Le Chambon-sur-Lignon se souvient de son passé résistant

Cette petite commune de Haute-Loire a inauguré lundi un lieu destiné à rappeler le sauvetage par les habitants du plateau de près de 1000 Juifs pendant la Seconde guerre mondiale.Lundi, la commune du Chambon-sur-Lignon, en Haute-Loire, a inauguré son tout nouveau «lieu de mémoire».

Destiné à rappeler à ses visiteurs l’histoire atypique de ce plateau perché à 1000 mètre d’altitude à l’entrée des Cévennes pendant la Seconde guerre mondiale, cet endroit vise à entretenir la mémoire de cet épisode marquant de la Résistance française.

À l’origine de ce projet, la commune du Chambon-sur-Lignon, portée par sa maire, Eliane Wauquiez-Motte, la mère de l’ex-ministre:

«Au moment où la tradition orale s’évanouit peu à peu, nous nous devions de préserver l’histoire de ce passé exceptionnel pour le transmettre aux jeunes générations».

Un projet qui ne s’est pas imposé aux yeux de tous à ses débuts:

«Il y a eu des réticences dans le village, les habitants ne voyaient pas la nécessité d’un lieu de mémoire».

Et pourtant, son objectif est louable: «C’est un lieu où la mémoire des petites gens va être portée», détaille Olivier Lalieu, historien, responsable de l’aménagement des lieux de mémoire et des projets externes du Mémorial de la Shoah.

«Il présente le parcours de ceux qui ont été sauvés mais aussi des sauveurs, ainsi que ceux qui ont été actifs par les organisations et les participants aux résistances civiles et armées».

Ce «lieu de mémoire», constitué de deux endroits phares, s’apparentera davantage à un monument voulant rendre hommage à «ce village un peu perdu» qui «n’avait pas vocation à devenir le lieu d’habitation de modestes héros».

Tout d’abord, le bâtiment principal, où les visiteurs pourront suivre un parcours qui met surtout en valeur archives personnelles et témoignages des acteurs de l’histoire, dont des films amateurs tournés par Roger Darcissac, Juste parmi les nations.

«Nous sommes d’autant plus fiers que les documents présentés sont, pour la moitié, exposés au public pour la première fois», explique Eliane Wauquiez-Motte.

La deuxième partie de la visite conduira les visiteurs dans un «jardin de sérénité», parcelle de 800m² dessinée par le paysagiste Louis Benech et offert par un mécène en mémoire de sa mère, sauvée et accueillie au Chambon-sur-Lignon pendant la guerre. «Louis Benech a été très sensible au projet et a conçu une très jolie création» dévoile la maire du Chambon.
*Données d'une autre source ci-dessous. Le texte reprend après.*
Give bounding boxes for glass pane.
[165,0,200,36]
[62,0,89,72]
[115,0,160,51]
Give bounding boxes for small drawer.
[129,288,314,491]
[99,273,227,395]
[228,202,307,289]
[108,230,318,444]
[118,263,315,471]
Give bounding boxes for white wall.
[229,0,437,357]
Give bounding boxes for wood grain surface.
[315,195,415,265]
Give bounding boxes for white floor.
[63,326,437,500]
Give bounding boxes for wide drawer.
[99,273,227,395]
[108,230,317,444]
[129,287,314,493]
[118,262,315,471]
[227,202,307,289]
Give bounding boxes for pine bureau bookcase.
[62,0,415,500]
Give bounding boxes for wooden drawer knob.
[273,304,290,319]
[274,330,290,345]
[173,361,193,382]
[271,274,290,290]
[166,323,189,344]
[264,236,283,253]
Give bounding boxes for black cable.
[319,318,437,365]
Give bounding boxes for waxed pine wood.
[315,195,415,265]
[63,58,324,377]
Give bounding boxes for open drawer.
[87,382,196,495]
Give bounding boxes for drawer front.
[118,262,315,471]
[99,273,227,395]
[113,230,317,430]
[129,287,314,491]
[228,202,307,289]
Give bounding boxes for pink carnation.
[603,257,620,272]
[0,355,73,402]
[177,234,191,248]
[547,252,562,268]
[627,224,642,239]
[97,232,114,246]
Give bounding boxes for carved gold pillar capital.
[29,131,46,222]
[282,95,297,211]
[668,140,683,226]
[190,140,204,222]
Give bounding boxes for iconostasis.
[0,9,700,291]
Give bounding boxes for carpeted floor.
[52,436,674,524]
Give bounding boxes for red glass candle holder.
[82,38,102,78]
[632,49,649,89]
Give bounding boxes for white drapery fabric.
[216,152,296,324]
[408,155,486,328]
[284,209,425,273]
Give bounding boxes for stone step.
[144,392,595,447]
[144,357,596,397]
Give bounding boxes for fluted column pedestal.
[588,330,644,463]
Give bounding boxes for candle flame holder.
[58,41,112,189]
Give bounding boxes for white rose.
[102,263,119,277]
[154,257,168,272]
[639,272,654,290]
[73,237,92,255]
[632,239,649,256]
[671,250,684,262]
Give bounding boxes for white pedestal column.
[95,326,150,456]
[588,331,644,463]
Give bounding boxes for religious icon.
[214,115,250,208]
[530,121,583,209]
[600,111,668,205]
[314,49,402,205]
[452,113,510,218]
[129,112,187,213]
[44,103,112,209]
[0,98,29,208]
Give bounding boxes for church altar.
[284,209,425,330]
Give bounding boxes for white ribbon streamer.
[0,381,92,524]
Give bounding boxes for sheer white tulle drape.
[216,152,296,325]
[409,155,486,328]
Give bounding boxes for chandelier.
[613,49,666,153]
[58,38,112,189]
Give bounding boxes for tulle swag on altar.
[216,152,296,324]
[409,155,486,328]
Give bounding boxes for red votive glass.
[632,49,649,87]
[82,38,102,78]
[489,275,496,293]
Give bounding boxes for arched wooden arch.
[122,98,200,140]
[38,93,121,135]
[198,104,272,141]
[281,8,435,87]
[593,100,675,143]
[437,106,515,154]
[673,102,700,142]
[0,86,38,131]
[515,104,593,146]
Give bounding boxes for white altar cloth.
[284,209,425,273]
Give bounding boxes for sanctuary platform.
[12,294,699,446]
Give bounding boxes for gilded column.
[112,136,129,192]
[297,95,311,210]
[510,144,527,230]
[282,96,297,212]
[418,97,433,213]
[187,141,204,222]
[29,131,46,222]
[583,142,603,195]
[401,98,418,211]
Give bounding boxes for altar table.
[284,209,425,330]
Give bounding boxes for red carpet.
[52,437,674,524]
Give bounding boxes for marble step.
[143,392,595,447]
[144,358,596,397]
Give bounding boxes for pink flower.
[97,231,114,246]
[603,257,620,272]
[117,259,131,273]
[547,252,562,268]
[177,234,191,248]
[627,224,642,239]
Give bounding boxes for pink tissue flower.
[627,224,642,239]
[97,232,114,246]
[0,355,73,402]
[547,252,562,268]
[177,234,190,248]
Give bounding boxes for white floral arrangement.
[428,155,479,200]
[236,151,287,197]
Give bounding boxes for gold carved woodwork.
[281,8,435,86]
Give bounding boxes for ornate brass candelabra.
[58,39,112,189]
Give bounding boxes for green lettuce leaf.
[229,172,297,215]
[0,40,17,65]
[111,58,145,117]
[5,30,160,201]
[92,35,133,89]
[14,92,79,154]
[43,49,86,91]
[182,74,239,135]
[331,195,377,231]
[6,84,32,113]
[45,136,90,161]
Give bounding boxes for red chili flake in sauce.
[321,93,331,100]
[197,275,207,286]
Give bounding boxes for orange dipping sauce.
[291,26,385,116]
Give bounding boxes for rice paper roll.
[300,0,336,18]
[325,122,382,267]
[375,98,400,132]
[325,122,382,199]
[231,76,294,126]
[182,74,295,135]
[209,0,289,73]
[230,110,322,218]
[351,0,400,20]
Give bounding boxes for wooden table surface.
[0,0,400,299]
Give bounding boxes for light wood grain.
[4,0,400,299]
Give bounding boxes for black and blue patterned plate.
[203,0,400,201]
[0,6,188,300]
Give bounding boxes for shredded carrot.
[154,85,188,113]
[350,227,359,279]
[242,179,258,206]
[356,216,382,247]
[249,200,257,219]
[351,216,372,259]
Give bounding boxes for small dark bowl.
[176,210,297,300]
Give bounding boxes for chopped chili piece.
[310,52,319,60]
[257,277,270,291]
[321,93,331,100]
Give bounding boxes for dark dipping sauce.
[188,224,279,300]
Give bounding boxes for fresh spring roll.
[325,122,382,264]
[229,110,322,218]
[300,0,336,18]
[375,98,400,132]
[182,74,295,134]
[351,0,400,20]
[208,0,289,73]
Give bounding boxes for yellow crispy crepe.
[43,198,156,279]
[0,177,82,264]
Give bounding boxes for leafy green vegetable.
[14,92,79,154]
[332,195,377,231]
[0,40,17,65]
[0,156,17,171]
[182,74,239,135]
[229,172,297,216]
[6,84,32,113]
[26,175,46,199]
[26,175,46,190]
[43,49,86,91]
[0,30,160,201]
Sur les traces des villageois

Pas de collection donc, mais un parcours qui propose de découvrir les villageois du Chambon-sur-Lignon, afin de mieux comprendre leur geste:

«Le but est que le visiteur comprenne les raisons qui ont poussé tout un village à résister.

Le parcours propose donc de revenir sur les dimensions géographiques et culturelles du lieu, notamment sur cette tradition d’accueil qui existe depuis que les mineurs de Saint-Etienne viennent s’y refaire une santé pendant l’été», explique Patrick Cabanel, professeur d’histoire contemporaine à l’université de Toulouse-Le Mirail, auteur de La Montagne Refuge, Accueil et sauvetage des Juifs autour du Chambon-sur-Lignon *.

«Il faut que le visiteur comprenne bien la dimension spirituelle que la résistance a prise au Chambon.

Ce n’est pas une résistance civile» comme celle qui consiste à faire sauter des rails.

«Les villageois ont sauvé les Juifs parce qu’ils faisaient partie du peuple de Dieu».

Placé sous le haut patronage du Président de la République et de Simone Veil, ce lieu de mémoire s’adresse à tous, dont au jeune public, qui pourra y découvrir une Histoire française:

«Il faut qu’il y ait un travail éducatif autour de ce lieu et de l’Histoire qu’il véhicule car il est porteur d’une mémoire citoyenne», affirme l’ancien ministre Laurent Wauquiez.

«Sa fonction pédagogique est très forte car il permet de s’interroger pour comprendre comment ces gens ont senti très vite ce qui était juste ou non».

Un lieu aussi ouvert au public du monde entier et, en particulier, aux personnes qui souhaitent revenir sur les traces de leurs aïeux.

«Beaucoup de Juifs du monde entier viennent en ‘‘pèlerinage » au Chambon-sur-Lignon.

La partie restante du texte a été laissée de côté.